A voz over é a principal responsável por manter uma coerência narrativa e assegurar a tese do filme. Transmite-se, assim, a sensação de que todos os documentos, apesar de registrados em momentos, lugares e situações distintos, fazem parte de um mesmo processo.

Devido à sua montagem e à forma de articulação dos documentos encontrados, Serge Toubiana caracteriza “A Espiral” como um “dossiê” de acusação contra os responsáveis pela derrocada da UP. Outra noção que ajuda a definir o documentário é a de Ursula Langmann, em texto sobre Le found de l’ air est rouge (LANGMANN, 1986). Essa outra produção markeriana também é montada a partir de outros documentos audiovisuais, restando poucas tomadas gravadas especialmente para ela. Isso a torna, de acordo com a autora, um “filme-montagem”, o que muitas vezes dificulta afirmações sobre o “modo de ver” de seu autor.

O mesmo problema metodológico está presente em “A Espiral”. O ponto de vista dos realizadores é visível pela montagem, que adquire uma importância ainda maior do que nos demais gêneros de filmes. É ela quem altera significados originais e cria outros, permitindo inclusive que materiais que serviam ao discurso da direita passem a falar pela voz dos militantes da esquerda.

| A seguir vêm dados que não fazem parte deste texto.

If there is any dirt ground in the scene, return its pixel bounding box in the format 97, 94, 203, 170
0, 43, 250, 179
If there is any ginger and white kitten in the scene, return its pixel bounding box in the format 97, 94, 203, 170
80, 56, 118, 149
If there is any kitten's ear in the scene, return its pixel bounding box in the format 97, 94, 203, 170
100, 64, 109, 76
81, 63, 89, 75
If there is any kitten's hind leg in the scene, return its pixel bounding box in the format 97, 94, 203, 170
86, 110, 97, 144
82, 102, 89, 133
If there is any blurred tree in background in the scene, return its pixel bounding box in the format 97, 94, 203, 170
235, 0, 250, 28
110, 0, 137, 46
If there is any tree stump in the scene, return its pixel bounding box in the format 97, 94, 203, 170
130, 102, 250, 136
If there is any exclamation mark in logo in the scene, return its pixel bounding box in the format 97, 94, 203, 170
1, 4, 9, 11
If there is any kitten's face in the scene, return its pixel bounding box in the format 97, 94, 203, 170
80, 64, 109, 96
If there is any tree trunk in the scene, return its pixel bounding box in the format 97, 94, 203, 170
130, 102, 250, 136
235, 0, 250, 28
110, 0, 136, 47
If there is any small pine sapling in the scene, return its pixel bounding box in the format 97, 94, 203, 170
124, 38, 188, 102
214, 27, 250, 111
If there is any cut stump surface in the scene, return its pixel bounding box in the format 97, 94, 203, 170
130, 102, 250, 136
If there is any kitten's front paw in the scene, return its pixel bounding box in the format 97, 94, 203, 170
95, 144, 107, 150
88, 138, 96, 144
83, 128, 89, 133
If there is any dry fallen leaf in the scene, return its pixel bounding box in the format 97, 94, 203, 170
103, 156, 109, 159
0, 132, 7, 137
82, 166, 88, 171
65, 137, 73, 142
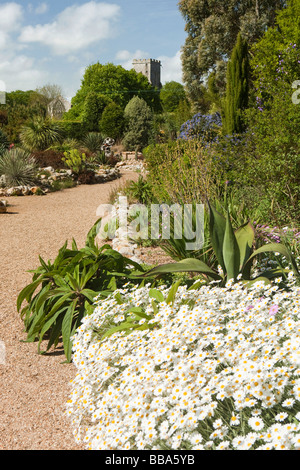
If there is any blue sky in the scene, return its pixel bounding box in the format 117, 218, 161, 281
0, 0, 186, 99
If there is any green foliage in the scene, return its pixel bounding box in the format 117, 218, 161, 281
0, 148, 38, 187
62, 149, 86, 176
17, 222, 142, 362
64, 62, 160, 122
99, 102, 125, 140
20, 117, 63, 152
122, 96, 153, 151
223, 34, 249, 135
143, 140, 224, 204
250, 0, 300, 100
143, 204, 300, 285
126, 175, 153, 204
160, 81, 185, 112
82, 132, 103, 154
179, 0, 286, 108
0, 129, 9, 156
58, 118, 87, 141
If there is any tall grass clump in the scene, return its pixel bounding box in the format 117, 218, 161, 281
0, 148, 38, 186
66, 274, 300, 450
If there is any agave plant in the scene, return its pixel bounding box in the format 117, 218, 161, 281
17, 221, 143, 362
20, 116, 63, 152
0, 129, 9, 155
144, 204, 300, 285
0, 148, 38, 186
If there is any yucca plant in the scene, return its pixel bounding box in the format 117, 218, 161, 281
20, 116, 63, 152
82, 132, 103, 154
0, 148, 38, 186
144, 204, 300, 285
17, 221, 143, 362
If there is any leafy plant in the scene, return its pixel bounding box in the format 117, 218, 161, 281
144, 204, 300, 285
17, 221, 143, 362
20, 116, 62, 151
127, 175, 153, 204
62, 149, 86, 176
0, 148, 38, 186
82, 132, 103, 154
0, 129, 9, 155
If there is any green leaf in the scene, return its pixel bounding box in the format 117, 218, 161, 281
17, 278, 43, 312
149, 288, 165, 302
142, 258, 222, 280
166, 281, 181, 304
208, 203, 226, 273
81, 289, 98, 302
223, 212, 240, 280
248, 243, 300, 277
61, 298, 78, 362
234, 222, 254, 270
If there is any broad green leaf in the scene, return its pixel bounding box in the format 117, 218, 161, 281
234, 222, 254, 270
149, 288, 165, 302
166, 281, 181, 304
208, 203, 226, 272
223, 212, 240, 280
248, 243, 300, 277
142, 258, 222, 280
17, 278, 43, 312
81, 289, 98, 302
61, 298, 78, 362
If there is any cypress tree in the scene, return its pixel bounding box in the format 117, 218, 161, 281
223, 33, 249, 135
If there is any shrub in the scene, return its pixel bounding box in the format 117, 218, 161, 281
144, 140, 224, 204
0, 129, 9, 155
17, 222, 142, 361
99, 102, 125, 140
0, 148, 38, 186
66, 282, 300, 450
20, 117, 63, 152
122, 96, 153, 151
82, 132, 103, 154
31, 149, 66, 170
179, 112, 222, 142
58, 120, 87, 141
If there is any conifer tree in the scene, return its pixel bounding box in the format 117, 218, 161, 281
223, 33, 249, 135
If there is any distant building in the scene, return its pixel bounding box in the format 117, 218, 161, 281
48, 96, 71, 119
132, 59, 162, 89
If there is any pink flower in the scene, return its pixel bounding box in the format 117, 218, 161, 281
269, 305, 279, 315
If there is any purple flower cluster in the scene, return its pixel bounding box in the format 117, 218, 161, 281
178, 113, 222, 142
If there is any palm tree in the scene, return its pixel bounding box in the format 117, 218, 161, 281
20, 116, 63, 152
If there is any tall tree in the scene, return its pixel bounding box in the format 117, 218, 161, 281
224, 33, 249, 135
64, 62, 160, 120
179, 0, 286, 110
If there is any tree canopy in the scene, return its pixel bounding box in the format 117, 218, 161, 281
179, 0, 286, 108
64, 62, 159, 123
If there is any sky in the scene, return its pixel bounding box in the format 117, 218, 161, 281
0, 0, 186, 100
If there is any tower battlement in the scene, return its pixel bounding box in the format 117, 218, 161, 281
132, 59, 162, 89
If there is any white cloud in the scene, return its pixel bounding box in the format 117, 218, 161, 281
35, 2, 49, 15
115, 49, 182, 84
19, 1, 120, 55
116, 49, 150, 70
0, 2, 23, 33
0, 55, 48, 91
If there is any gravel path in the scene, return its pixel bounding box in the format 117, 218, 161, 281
0, 172, 137, 450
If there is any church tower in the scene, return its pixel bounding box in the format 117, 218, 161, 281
132, 59, 162, 89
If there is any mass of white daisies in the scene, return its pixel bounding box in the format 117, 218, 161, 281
66, 274, 300, 450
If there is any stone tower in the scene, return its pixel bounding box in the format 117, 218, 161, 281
132, 59, 162, 89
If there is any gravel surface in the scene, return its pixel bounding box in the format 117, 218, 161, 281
0, 172, 138, 450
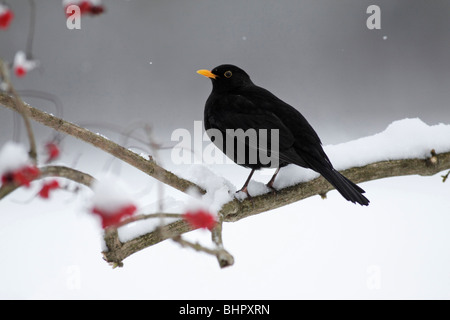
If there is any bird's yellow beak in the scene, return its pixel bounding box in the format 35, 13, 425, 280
197, 69, 217, 79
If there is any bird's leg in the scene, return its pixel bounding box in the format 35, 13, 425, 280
266, 168, 280, 192
237, 169, 256, 198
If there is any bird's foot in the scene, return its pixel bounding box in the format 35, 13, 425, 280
236, 186, 253, 204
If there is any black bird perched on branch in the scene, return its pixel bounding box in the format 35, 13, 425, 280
197, 65, 369, 205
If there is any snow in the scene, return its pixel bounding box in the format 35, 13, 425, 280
0, 141, 30, 176
0, 119, 450, 299
274, 118, 450, 188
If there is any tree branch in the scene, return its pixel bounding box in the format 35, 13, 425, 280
0, 93, 206, 194
0, 166, 95, 200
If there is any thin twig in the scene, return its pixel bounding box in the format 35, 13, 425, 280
0, 93, 206, 194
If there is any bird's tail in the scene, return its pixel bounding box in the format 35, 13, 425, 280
320, 168, 370, 206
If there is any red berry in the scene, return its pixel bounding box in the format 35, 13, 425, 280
183, 209, 216, 230
14, 66, 27, 78
0, 9, 14, 29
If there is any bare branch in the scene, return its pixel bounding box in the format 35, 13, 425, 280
103, 152, 450, 266
0, 166, 95, 200
0, 59, 37, 163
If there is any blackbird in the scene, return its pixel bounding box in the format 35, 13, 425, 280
197, 64, 369, 206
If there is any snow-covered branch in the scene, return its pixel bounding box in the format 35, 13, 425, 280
0, 93, 205, 193
103, 150, 450, 266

Cabe ressaltar, porém, que ao atribuir esses novos sentidos, o documentário se propõe a ser um meio de construção de um conhecimento histórico. Portanto, um “novo lugar de memória”, conforme define Pierre Nora. Os conflitos entre história e memória, o ponto de vista objetivo ou subjetivo, a abordagem “neutra” ou o posicionamento político. Esses universos dialogam e se enfrentam quando consideramos o filme como um “objeto de cultura”, que desenvolve uma interpretação sobre o mundo histórico.

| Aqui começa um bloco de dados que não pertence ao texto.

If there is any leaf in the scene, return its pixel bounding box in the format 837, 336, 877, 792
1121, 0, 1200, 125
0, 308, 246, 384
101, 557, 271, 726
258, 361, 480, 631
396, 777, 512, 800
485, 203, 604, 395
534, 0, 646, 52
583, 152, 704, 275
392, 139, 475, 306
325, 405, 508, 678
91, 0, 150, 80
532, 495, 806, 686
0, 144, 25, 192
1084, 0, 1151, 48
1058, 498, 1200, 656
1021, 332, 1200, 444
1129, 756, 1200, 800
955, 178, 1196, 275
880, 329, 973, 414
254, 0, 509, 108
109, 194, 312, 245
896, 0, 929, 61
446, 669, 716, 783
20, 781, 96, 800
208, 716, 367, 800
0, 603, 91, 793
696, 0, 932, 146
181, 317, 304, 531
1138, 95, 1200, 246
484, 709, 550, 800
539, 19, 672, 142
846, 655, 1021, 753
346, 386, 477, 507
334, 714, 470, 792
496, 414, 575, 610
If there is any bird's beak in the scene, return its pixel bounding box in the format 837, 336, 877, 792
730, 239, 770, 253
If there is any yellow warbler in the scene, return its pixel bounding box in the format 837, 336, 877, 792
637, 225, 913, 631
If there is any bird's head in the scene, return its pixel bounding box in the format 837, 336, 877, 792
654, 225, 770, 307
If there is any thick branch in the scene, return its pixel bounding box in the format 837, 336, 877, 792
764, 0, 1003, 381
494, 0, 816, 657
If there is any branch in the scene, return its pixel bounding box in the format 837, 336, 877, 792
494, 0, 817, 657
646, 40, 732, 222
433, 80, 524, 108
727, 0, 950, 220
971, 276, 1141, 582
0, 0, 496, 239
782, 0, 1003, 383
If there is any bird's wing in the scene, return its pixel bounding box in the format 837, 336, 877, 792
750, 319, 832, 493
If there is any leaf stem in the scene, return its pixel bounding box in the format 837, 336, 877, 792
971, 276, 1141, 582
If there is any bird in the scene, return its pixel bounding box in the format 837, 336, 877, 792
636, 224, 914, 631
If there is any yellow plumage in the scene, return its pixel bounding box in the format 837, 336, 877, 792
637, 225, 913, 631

Vale retomar a pergunta que dá título ao artigo de Laurent Véray, “L´Histoire peut-elle se faire avec des archives filmiques?” (VÉRAY, 2008). Citando Marker entre outros cineastas, o autor ressalta que em seus filmes, compostos abundantemente de material de arquivos, seu objetivo consiste em reconstruir uma “hipotética verdade histórica” que reflita sobre seus significados mais profundos. Mais do que uma encenação do passado, ele propõe sua interrogação.

Outro autor que faz referência à concepção historiográfica presente na filmografia de Marker é François Niney (NINEY, 2002). Para ele, a volta de imagens já vistas é um convite a recompor a história, que deixa de ser uma comemoração para ser uma retomada. As imagens do passado compõem uma cartografia formada por lembranças e esquecimentos. O papel do cineasta passa a ser o de recompor as teias pelas quais é trançado o tecido do tempo.

“A Espiral” pretende recontar o governo da UP, usando para isso suas imagens e documentos de um ponto de vista inédito. “Filme-dossiê”, seus realizadores buscam uma nova versão para o passado recente. E, assim como fazem os historiadores, a ida aos arquivos é fundamental.
Bibliografia

LANGMANN, Ursula. “O manual de história idealizado”. In: GRÉLIER, Robert et. all. O bestiário de Chris Marker. Lisboa: Livros Horizonte, 1986. pp. 29-61.

NINEY, François. “L’éloignement des voix repare em quelque sorte la trop grande proximité des plans”. In: DUBOIS, Philippe. Théorème 6: Recherches sur Chris Marker. Paris: Presses Sorbonne Nouvelle, 2002.

ODIN, Roger. “Film documentaire, lecture documentarisante”. IN: ODIN, R. e LYANT, J. C. (ed.). Cinémas et réalités. Saint-Etienne: Universidade de Saint-Etienne, 1984. p. 263-277.

RECINE, Rene. “A história pode ser feita com arquivos fílmicos?”. Festival Internacional de Cinema de Arquivo, Arquivo Nacional, set. 2004.

ROSENSTONE, Robert A. A história nos filmes; os filmes da história. São Paulo: Paz e Terra, 2010.

TOUBIANA, Serge. "Sovoir posthume (La Spirale)". Cahiers du cinema, n.265, mar./abr. 1976, p. 56-60.